33% der Frauen waren prämenopausal, 67% postmenopausal. Prämenopausale Frauen erhielten als Chemotherapie vorwiegend ein Taxan und ein Anthracyclin, postmenopausale Frauen ein Taxan plus Cyclophosphamid.

Primäres Ziel der Studie war es, den Effekt der Chemotherapie auf das invasive krankheitsfreie Überleben (IDFS) und den Einfluss des Recurrence-Scores hierauf zu bestimmen. Zu den sekundären Endpunkten gehörte das Fernmetastasen-freie Überleben.

Bei postmenopausalen Frauen betrug das invasive krankheitsfreie Überleben nach 5 Jahren medianer Nachbeobachtungszeit 91,9% bei endokriner Therapie und 91,3% bei chemo-endokriner Therapie. Es zeigte sich also kein Nutzen der zusätzlichen Chemotherapie. Die Hazard Ratio (HR) für eine erneute invasive Erkrankung, ein neues Karzinom oder Tod lag bei 1,02 (p=0,89).

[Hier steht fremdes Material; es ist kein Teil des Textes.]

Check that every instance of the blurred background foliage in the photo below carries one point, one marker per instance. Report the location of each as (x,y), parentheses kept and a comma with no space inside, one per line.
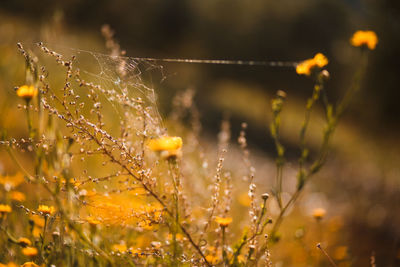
(362,180)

Dieser Effekt war unabhängig vom Alter, von Schweregrad und Größe des Tumors sowie von der Zahl der befallenen Lymphknoten.

Bei prämenopausalen Frauen betrug das invasive krankheitsfreie Überleben nach 5 Jahren 89,0% bei endokriner Behandlung und 93,9% bei chemo-endokriner Therapie (HR 0,60; p=0,002). Dieser Effekt war in allen Subgruppen nachweisbar, nur bei Frauen über 50 Jahren war er schwächer (HR 0,98).

Auch das Risiko für das Fernmetastasen-freie Überleben nahm bei chemo-endokriner Therapie ab (HR 0,58; p=0,009). Der relative Nutzen der Chemotherapie nahm jedoch mit steigendem Recurrence-Score nicht zu.